The cat's in the well and the servant is at the door
the drinks are ready and the dogs are going to war

Classic Dylan lyrics, as true now as the day they were written back in1990.  I speculate that the first Gulf War (1990 – 1991) helped forge the passion behind this song. ‘May the lord have mercy on us all.’ Indeed. (This one’s from Berlin, 3O Oct)

Cat’s in the Well (A)

That’s a great performance, but unfortunately, the recording is a little muted if not fuzzy. You may prefer this one from Hammersmith. I don’t know that it’s that much better in terms of performance, but the sound is much clearer and sharper.

Cat’s in the Well (B)

Since Dylan often closes his concert with ‘All Along the Watchtower’ I have fallen into the pattern of finishing up a particular year with the song. To go out in a blizzard of screaming apocalyptic guitars is fitting, as it returns us to one of Dylan’s most enduring themes – the imminence of war. (Isn’t that what’s driving ‘Cat’s in the Well’?) Whenever I hear this song done well, I think of Samuel Taylor Coleridge and his ‘ancestral voices prophesying war.’ (From ‘Kubla Khan’) There may well be no way ‘out of here.’

Again I’ve got two offerings. The first is from that wonderful Red Bluff concert. It reeks of Jimi Hendrix.

Watchtower (A)

And this from the equally wonderful Hammersmith concert. Note the theme song from Exodus at the start. Cool descending riff backs up the verses.

Watchtower (B)

A perfect song perfectly rendered – twice?

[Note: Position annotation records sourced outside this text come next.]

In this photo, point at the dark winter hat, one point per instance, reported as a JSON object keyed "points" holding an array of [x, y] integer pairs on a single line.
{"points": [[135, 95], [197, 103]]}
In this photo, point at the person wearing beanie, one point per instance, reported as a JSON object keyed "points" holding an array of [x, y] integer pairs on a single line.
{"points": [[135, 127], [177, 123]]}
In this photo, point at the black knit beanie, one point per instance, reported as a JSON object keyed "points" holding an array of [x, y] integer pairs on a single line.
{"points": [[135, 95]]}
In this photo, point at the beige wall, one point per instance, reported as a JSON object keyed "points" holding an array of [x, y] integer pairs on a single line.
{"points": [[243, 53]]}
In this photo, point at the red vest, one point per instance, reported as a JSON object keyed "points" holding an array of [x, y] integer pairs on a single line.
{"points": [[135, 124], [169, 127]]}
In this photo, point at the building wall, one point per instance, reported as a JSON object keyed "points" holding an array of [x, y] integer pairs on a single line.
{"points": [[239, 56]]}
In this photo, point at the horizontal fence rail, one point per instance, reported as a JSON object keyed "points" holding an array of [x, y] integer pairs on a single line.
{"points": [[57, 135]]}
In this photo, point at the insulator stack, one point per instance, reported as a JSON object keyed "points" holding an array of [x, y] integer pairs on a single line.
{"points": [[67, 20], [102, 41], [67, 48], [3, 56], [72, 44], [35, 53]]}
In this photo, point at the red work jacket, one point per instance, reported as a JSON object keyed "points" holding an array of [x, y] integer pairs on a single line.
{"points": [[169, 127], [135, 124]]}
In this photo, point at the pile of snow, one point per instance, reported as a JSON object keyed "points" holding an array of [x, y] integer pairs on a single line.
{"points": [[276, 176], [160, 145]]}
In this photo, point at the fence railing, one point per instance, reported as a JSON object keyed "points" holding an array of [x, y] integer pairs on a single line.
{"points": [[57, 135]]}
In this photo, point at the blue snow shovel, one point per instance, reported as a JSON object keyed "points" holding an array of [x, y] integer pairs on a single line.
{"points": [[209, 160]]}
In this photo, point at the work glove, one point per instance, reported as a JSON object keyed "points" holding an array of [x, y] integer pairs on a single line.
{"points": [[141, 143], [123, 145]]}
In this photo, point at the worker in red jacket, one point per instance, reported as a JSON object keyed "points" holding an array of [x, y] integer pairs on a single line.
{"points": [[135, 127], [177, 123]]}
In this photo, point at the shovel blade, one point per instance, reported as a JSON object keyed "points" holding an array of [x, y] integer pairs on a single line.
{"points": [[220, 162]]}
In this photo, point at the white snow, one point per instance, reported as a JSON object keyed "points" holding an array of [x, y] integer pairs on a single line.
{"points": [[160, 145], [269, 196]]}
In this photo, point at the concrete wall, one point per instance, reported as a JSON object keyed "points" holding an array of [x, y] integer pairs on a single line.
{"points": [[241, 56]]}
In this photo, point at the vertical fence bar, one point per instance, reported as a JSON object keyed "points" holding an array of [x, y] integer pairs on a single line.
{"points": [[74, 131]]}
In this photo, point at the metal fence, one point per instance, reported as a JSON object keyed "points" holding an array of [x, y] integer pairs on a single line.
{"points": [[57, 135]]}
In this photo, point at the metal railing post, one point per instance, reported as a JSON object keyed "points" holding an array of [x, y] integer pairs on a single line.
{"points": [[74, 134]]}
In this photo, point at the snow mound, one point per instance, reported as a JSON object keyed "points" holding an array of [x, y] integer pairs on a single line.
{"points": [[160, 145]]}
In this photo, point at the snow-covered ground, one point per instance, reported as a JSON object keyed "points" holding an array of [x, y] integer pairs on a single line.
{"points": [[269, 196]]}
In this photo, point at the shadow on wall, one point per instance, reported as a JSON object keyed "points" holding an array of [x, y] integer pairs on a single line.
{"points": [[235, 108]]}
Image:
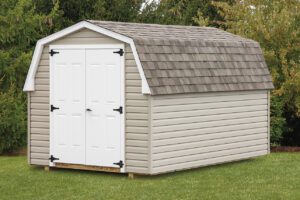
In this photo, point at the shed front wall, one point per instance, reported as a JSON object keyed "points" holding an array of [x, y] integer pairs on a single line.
{"points": [[136, 107], [201, 129]]}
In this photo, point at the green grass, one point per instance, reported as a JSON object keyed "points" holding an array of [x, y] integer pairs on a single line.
{"points": [[276, 176]]}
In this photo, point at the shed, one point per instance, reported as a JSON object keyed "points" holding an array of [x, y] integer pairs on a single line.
{"points": [[146, 98]]}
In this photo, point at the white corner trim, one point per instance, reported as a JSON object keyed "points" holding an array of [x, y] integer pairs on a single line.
{"points": [[145, 86], [30, 79]]}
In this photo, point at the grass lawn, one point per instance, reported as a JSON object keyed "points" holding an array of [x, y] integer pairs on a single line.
{"points": [[276, 176]]}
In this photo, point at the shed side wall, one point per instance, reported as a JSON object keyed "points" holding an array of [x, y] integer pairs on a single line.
{"points": [[202, 129], [136, 153]]}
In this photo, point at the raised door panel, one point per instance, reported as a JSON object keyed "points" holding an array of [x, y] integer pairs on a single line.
{"points": [[68, 94], [103, 94]]}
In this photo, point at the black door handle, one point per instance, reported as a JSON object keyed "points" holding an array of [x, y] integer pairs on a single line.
{"points": [[53, 108], [120, 109]]}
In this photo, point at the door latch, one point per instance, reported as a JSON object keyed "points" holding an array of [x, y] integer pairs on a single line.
{"points": [[120, 109], [52, 158], [120, 163], [53, 108], [52, 52]]}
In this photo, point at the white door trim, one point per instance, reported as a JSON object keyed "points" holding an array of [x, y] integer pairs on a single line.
{"points": [[30, 79], [98, 46]]}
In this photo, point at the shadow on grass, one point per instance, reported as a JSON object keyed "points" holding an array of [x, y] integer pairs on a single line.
{"points": [[172, 174]]}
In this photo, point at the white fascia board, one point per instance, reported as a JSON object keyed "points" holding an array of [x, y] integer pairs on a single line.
{"points": [[30, 82]]}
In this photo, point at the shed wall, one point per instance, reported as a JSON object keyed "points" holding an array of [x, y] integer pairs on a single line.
{"points": [[202, 129], [136, 107]]}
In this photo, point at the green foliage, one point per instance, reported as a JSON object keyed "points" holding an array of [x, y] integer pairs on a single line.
{"points": [[276, 26], [13, 120], [182, 12], [278, 122], [20, 27]]}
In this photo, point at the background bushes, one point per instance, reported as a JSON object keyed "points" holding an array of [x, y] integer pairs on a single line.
{"points": [[13, 123]]}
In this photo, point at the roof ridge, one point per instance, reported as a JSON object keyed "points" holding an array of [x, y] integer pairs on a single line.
{"points": [[151, 24]]}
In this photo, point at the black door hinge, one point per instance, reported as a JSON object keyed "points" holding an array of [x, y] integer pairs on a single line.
{"points": [[53, 52], [120, 163], [121, 52], [52, 158], [53, 108], [120, 109]]}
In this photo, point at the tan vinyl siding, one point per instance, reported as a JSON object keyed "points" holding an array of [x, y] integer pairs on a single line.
{"points": [[192, 130], [136, 150], [137, 125]]}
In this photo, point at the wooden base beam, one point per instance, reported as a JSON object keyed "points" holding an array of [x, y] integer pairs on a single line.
{"points": [[87, 167], [47, 168]]}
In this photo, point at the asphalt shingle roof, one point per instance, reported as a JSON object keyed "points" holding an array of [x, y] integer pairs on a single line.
{"points": [[188, 59]]}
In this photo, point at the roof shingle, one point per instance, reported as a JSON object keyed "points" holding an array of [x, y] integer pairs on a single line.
{"points": [[188, 59]]}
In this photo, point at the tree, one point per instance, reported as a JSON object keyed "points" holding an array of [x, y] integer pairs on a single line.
{"points": [[276, 26], [182, 12]]}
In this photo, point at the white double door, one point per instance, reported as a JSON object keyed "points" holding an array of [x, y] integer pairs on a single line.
{"points": [[86, 87]]}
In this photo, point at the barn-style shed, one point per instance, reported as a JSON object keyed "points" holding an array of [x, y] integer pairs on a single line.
{"points": [[146, 99]]}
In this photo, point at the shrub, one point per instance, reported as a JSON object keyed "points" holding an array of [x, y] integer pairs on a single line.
{"points": [[12, 120], [278, 122]]}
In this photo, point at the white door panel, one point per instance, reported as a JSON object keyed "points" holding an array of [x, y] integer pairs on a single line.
{"points": [[68, 94], [103, 75], [83, 79]]}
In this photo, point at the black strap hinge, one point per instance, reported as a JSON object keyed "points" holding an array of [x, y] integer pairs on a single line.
{"points": [[121, 52], [120, 163], [53, 108], [52, 52], [52, 158]]}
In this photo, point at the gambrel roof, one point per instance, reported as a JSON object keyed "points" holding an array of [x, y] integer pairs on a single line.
{"points": [[188, 59]]}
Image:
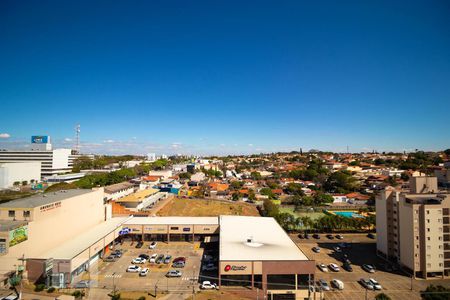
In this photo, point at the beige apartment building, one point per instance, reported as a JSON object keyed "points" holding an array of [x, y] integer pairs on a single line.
{"points": [[413, 227], [55, 235]]}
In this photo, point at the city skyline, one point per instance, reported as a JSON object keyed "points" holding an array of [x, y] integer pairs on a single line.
{"points": [[205, 78]]}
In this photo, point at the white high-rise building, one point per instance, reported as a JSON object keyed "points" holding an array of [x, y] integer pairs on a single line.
{"points": [[53, 161], [151, 157]]}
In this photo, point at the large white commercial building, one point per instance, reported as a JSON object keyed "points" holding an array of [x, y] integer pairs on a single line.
{"points": [[53, 161], [19, 172]]}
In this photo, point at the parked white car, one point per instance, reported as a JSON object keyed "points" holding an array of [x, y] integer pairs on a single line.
{"points": [[133, 269], [139, 260], [334, 267], [337, 284], [143, 272], [322, 267], [323, 285], [153, 258], [375, 284], [207, 285], [209, 267]]}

That brings my survey of 2003 to a close. A year of innovation and rambunctious energy. There’s a loose, tearaway element to the year’s performances. Dylan’s occasional slurring, his vocal roughness, his urgent piano. This is not a peak year for polished performances such as we saw in 2000 and 2001, but there is a rugged, jaggy energy here unmatched by any other year we’ve so far encountered.

I’ll be back soon to see what happened in the following year – 2004.